Wie viel Schmerzensgeld steht mir nach einer Verletzung zu?

Schmerzensgeld in Österreich – Ihre Rechte nach einem Unfall oder Angriff
Wenn Sie in Österreich durch das Verschulden einer anderen Person verletzt wurden – etwa bei einem Verkehrsunfall, durch einen körperlichen Angriff oder eine medizinische Fehlbehandlung –, haben Sie Anspruch auf Schmerzensgeld. Doch wann genau steht Ihnen Schmerzensgeld zu, und wie hoch kann es ausfallen?
Was ist Schmerzensgeld?
Schmerzensgeld ist eine Form des immateriellen Schadenersatzes, die bei einer Körperverletzung zugesprochen wird. Es soll nicht nur ein Ausgleich für körperliche und seelische Schmerzen sein, sondern auch den Verlust an Lebensfreude ausgleichen, den Sie durch die Verletzung erleiden mussten (OGH 2Ob166/07m).
Die gesetzliche Grundlage dafür bildet § 1325 ABGB. Dort heißt es sinngemäß: Wer jemand anderen körperlich verletzt, muss neben den Heilungskosten und dem Verdienstentgang auch ein „angemessenes Schmerzensgeld“ bezahlen.
Wie hoch ist das Schmerzensgeld?
Die Höhe des Schmerzensgeldes hängt in Österreich von mehreren Faktoren ab:
- Art und Schwere der Verletzung
- Dauer der Schmerzen
- Dauer der medizinischen Behandlung
- Vorhandensein von Folgeschäden (z. B. psychische Störungen, bleibende Beeinträchtigungen)

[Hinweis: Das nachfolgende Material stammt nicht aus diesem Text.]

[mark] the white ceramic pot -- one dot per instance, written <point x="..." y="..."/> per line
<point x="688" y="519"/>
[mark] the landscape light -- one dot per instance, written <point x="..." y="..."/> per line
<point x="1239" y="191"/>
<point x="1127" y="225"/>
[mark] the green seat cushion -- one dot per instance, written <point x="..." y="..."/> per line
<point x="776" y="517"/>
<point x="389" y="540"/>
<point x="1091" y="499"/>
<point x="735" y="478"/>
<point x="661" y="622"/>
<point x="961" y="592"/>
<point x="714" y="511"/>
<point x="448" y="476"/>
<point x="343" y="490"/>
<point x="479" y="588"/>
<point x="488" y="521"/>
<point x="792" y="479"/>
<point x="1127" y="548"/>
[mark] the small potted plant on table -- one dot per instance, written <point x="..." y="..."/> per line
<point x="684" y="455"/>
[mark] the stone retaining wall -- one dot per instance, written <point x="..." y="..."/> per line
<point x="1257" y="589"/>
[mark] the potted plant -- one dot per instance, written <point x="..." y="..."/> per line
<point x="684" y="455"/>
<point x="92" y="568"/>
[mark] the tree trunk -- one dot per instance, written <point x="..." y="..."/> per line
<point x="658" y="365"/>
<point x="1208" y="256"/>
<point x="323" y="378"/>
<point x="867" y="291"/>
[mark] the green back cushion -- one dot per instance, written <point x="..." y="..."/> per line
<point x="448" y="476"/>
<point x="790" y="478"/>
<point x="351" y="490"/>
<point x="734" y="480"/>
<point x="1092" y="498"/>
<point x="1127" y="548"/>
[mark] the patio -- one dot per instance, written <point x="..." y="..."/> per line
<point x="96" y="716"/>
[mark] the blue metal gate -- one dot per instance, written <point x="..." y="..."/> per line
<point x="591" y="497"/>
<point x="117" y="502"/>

Die Gerichte in Österreich orientieren sich an sogenannten Tagessätzen, die sich wie folgt staffeln:
- Leichte Schmerzen: € 110 – € 130 pro Tag. Diesen liegen vor, wenn „Der Kranke in der Lage ist, über den Schmerzzustand zu dominieren. Er kann sich zerstreuen und ablenken und allenfalls sogar einer entsprechenden Arbeit nachgehen“
- Mittelstarke Schmerzen: € 210 – € 260 pro Tag. Diese liegen vor, wenn „die Schmerzen sich mit der Fähigkeit, sich von ihnen zu abstrahieren, die Waage halten; der Kranke ist schon zu gewissen Interessensverwirklichungen bereit und fähig.

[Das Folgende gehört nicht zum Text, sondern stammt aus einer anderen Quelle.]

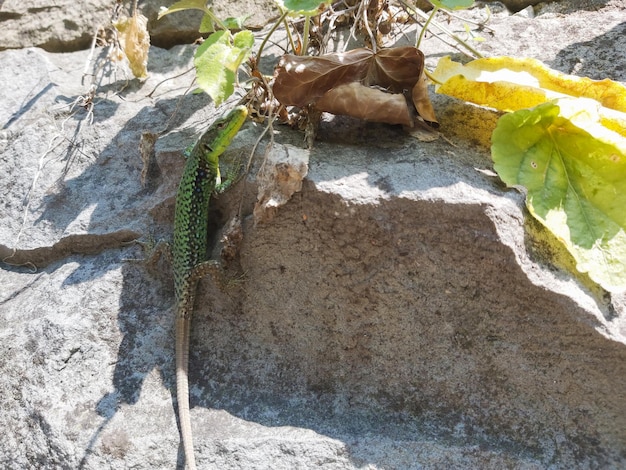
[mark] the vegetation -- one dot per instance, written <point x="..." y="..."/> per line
<point x="563" y="140"/>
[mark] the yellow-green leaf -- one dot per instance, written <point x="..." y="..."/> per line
<point x="217" y="60"/>
<point x="574" y="170"/>
<point x="302" y="7"/>
<point x="184" y="5"/>
<point x="135" y="42"/>
<point x="452" y="4"/>
<point x="509" y="84"/>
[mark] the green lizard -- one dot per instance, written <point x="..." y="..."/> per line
<point x="200" y="177"/>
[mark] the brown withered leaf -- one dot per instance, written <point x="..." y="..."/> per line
<point x="370" y="104"/>
<point x="323" y="82"/>
<point x="396" y="69"/>
<point x="301" y="80"/>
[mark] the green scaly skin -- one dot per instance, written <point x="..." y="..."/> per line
<point x="198" y="182"/>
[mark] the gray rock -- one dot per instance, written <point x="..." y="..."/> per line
<point x="400" y="311"/>
<point x="67" y="26"/>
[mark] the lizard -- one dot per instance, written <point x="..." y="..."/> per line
<point x="200" y="177"/>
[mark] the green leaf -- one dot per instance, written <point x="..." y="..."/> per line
<point x="574" y="171"/>
<point x="302" y="7"/>
<point x="207" y="23"/>
<point x="452" y="4"/>
<point x="217" y="60"/>
<point x="183" y="5"/>
<point x="235" y="22"/>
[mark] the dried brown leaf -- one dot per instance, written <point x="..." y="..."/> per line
<point x="135" y="41"/>
<point x="371" y="104"/>
<point x="302" y="80"/>
<point x="342" y="83"/>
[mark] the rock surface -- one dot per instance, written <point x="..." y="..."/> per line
<point x="400" y="311"/>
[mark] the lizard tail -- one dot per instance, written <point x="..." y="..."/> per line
<point x="182" y="386"/>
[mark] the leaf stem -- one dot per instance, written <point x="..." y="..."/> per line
<point x="269" y="34"/>
<point x="423" y="31"/>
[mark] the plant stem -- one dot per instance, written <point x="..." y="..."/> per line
<point x="305" y="35"/>
<point x="269" y="34"/>
<point x="423" y="31"/>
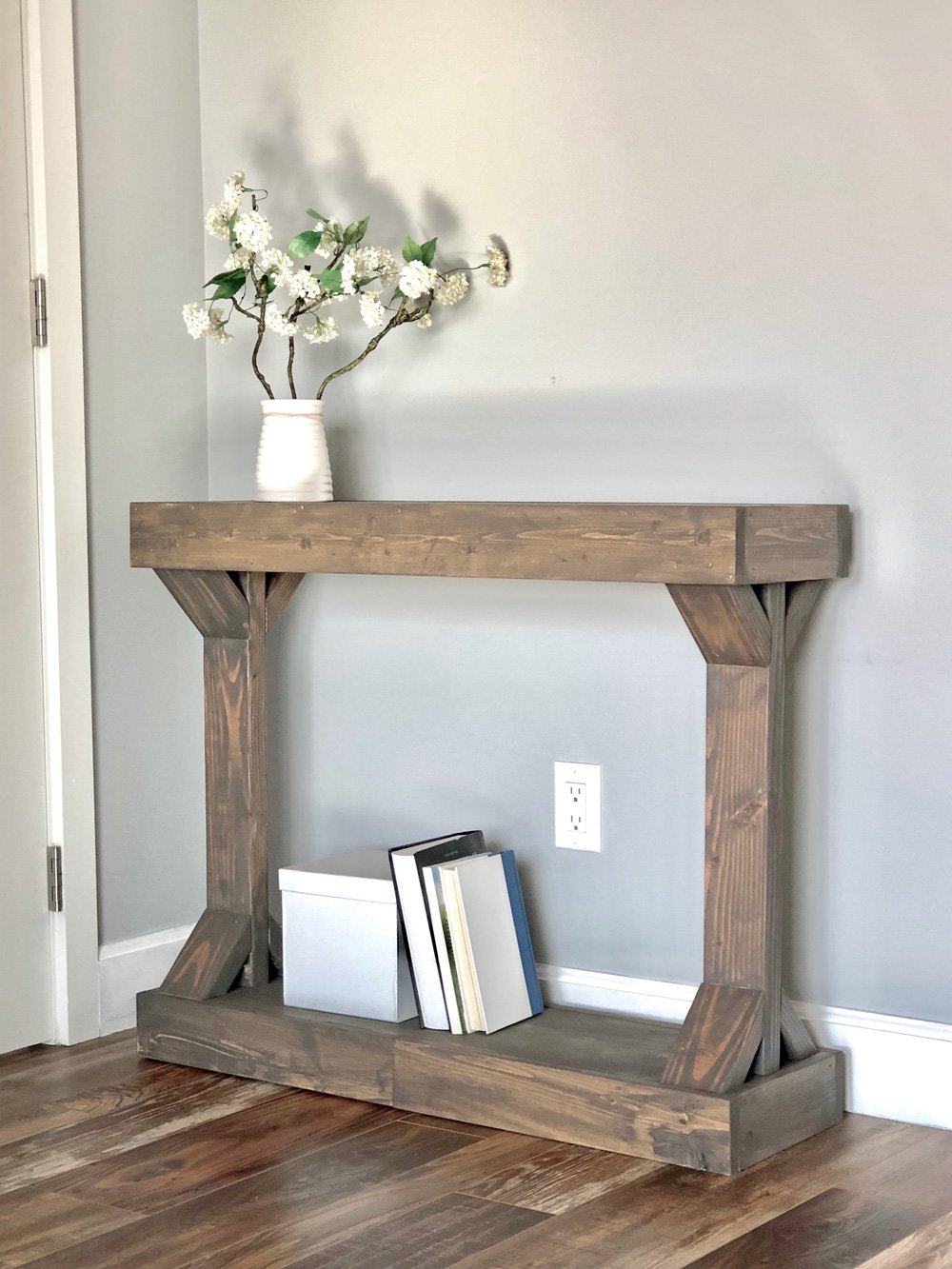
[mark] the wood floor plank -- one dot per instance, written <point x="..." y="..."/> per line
<point x="50" y="1222"/>
<point x="52" y="1154"/>
<point x="438" y="1234"/>
<point x="258" y="1211"/>
<point x="929" y="1248"/>
<point x="562" y="1178"/>
<point x="837" y="1230"/>
<point x="198" y="1160"/>
<point x="25" y="1117"/>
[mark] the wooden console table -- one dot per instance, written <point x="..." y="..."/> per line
<point x="742" y="1078"/>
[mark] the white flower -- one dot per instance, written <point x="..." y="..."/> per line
<point x="276" y="320"/>
<point x="451" y="290"/>
<point x="417" y="279"/>
<point x="498" y="266"/>
<point x="196" y="319"/>
<point x="372" y="308"/>
<point x="216" y="220"/>
<point x="303" y="286"/>
<point x="234" y="187"/>
<point x="217" y="327"/>
<point x="348" y="273"/>
<point x="324" y="330"/>
<point x="240" y="259"/>
<point x="253" y="231"/>
<point x="282" y="264"/>
<point x="376" y="260"/>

- Starke Schmerzen: € 310 – € 370 pro Tag. Diese liegen vor, wenn das „Schmerz- und Krankheitsgefühl den Verletzten so beherrscht, dass er trotz Behandlung nicht vom Schmerzempfinden ablenken kann, sich an nichts mehr erfreuen kann und deshalb tatsächlich ein schwerkranker Mensch ist.“
Die Bemessung erfolgt in 24-Stunden-Einheiten. Drei Tage mit jeweils acht Stunden mittelstarker Schmerzen entsprechen z. B. einem Tagessatz.
Wer bestimmt die Höhe des Schmerzensgeldes?
Im gerichtlichen Verfahren erstellt ein vom Gericht bestellter medizinischer Sachverständiger ein Gutachten über:
- Art und Dauer der Verletzungen
- Schmerzintensität
- psychische Belastungen
- notwendige Pflegezeiten
- langfristige Folgen (z. B. Lähmungen, Narben, Traumata)
Dieses Gutachten ist entscheidend für die Bemessung des Schmerzensgeldes durch das Gericht.
Beispiele aus der Praxis: Wie viel Schmerzensgeld wurde zugesprochen?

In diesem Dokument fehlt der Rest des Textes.